Sehr geehrte Damen und Herren,

Ich habe im letzten Jahr die KFZ-Haftpflicht-Versicherung meines Autos gewechselt, das Landratsamt darüber aber nicht explizit benachrichtigt.

Dazu habe ich bei cosmosdirekt zum 30.11.07 eine neue Versicherung abgeschlossen und nach Bestätigung von dort meine alte Versicherung bei der HUK24 zum 31.12.08 gekündigt.

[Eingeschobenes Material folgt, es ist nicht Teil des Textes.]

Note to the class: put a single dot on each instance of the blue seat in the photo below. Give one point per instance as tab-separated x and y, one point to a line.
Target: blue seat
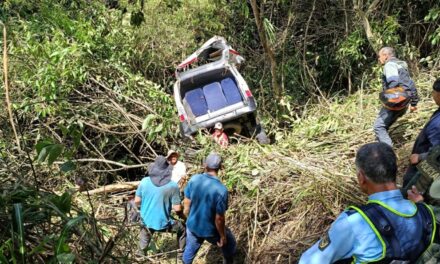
231	91
197	102
214	96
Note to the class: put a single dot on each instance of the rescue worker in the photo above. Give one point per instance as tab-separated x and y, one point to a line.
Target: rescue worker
157	195
395	74
220	136
179	168
428	137
205	205
387	228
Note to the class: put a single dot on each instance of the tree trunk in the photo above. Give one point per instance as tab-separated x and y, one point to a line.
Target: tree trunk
267	48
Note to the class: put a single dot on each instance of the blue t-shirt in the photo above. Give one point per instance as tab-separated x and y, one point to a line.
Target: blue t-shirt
157	202
208	197
351	235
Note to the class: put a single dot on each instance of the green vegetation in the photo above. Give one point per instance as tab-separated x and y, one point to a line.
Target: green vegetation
90	87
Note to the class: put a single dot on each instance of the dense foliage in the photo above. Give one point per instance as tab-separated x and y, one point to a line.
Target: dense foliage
90	87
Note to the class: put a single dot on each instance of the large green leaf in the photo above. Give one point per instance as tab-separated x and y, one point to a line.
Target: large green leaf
54	153
68	166
147	121
63	202
61	246
66	258
49	151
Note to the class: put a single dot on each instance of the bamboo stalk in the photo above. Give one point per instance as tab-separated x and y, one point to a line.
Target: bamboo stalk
5	71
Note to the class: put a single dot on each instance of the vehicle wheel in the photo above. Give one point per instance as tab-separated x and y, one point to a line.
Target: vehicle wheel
231	128
261	135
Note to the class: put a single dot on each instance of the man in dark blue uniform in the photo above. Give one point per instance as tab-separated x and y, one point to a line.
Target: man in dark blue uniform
428	137
387	228
205	204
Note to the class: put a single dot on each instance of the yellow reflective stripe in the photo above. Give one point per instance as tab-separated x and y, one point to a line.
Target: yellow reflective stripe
392	210
384	248
434	221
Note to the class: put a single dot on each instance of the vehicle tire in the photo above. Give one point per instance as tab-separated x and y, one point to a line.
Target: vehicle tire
261	135
231	128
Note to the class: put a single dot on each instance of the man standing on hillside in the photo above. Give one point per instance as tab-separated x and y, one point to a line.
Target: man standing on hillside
428	137
205	205
387	228
220	136
179	168
157	195
398	90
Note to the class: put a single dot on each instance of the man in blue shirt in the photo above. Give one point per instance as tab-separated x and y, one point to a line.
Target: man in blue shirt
405	231
395	74
157	195
205	205
428	137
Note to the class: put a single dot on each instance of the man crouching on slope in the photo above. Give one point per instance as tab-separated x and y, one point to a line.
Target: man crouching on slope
387	228
205	204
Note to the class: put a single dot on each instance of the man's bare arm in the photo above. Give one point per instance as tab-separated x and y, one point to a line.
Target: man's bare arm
186	206
177	208
221	229
137	201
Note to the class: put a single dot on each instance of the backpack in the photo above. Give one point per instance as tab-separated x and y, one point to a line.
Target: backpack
395	99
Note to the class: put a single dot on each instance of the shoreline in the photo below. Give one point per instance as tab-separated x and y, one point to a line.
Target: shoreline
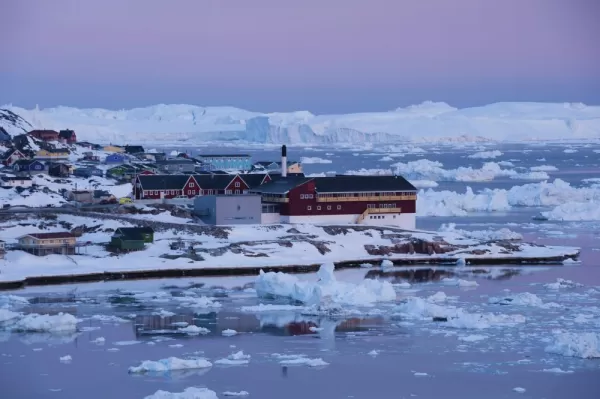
254	270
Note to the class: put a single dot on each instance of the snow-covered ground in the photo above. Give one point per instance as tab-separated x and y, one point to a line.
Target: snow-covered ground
246	246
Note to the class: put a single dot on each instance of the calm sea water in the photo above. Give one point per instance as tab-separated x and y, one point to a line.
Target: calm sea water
509	357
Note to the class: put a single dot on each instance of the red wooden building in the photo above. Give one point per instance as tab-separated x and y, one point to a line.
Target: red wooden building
45	135
172	186
376	200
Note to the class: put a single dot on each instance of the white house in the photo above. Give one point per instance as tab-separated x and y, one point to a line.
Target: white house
12	182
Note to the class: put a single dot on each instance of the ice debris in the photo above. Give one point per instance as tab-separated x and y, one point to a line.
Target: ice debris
327	289
171	363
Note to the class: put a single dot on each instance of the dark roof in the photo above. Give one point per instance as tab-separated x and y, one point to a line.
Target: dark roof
338	184
57	150
12	178
281	186
101	193
163	182
131	233
178	161
133	149
253	179
25	162
46	236
353	183
224	156
214	182
66	134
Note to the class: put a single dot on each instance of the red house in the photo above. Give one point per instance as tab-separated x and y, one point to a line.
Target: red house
45	135
12	156
375	200
67	136
171	186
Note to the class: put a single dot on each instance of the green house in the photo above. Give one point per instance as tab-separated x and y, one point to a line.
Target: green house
132	238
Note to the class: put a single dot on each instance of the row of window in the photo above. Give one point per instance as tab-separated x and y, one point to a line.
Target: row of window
372	206
189	192
309	208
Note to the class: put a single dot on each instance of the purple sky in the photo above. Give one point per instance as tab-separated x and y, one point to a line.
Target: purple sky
280	55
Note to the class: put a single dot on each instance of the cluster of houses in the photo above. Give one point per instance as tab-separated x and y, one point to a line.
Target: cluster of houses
124	239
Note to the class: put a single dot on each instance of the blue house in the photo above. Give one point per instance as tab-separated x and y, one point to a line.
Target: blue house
241	162
28	166
88	172
116	159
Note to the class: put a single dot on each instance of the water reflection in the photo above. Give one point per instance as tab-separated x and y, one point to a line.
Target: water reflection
434	275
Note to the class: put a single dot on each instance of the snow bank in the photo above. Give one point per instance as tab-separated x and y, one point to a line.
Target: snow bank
584	345
327	289
486	235
169	364
188	393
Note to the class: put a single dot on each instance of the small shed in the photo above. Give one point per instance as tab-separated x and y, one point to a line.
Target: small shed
131	238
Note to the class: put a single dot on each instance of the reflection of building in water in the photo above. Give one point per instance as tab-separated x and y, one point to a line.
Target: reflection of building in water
411	275
147	323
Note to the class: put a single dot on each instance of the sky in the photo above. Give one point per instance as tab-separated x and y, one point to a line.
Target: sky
325	56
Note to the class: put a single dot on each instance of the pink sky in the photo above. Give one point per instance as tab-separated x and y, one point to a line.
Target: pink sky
323	55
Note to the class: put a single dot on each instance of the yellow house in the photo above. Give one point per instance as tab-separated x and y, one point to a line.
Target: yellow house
113	148
52	154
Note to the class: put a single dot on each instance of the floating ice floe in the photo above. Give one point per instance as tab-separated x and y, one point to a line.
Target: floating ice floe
235	359
366	293
422	309
562	284
522	299
193	330
486	154
300	360
459	282
169	364
585	345
188	393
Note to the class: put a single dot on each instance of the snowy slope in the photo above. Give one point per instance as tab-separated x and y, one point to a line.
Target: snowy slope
424	122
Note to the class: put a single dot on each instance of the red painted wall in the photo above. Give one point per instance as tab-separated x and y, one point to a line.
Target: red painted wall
298	206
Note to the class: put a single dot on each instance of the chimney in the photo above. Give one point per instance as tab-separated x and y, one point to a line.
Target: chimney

Am 03.04.08 erhielt ich vom Landratsamt meiner Zulassungsstelle einen Bescheid, unverzüglich eine gültige Versicherungsbestätigung vorzulegen, da der Versicherungsschutz am 01.01.08 erloschen wäre (meldung durch huk24).

Nach Zusendung der Versicherungskarte (per Fax an das Landratsamt meinerseits) war die Versicherungsfrage geklärt, auf Nachfrage wurde mir jedoch erklärt, die 60 Euro Gebühren für den Bescheid hätte ich trotzdem zu überweisen.

Frage: Ist das richtig? Alternativ – macht es Sinn, dagegen zu klagen, da die Begründung für den Bescheid „fehlender Versicherungsschutz“ schlichtweg falsch war?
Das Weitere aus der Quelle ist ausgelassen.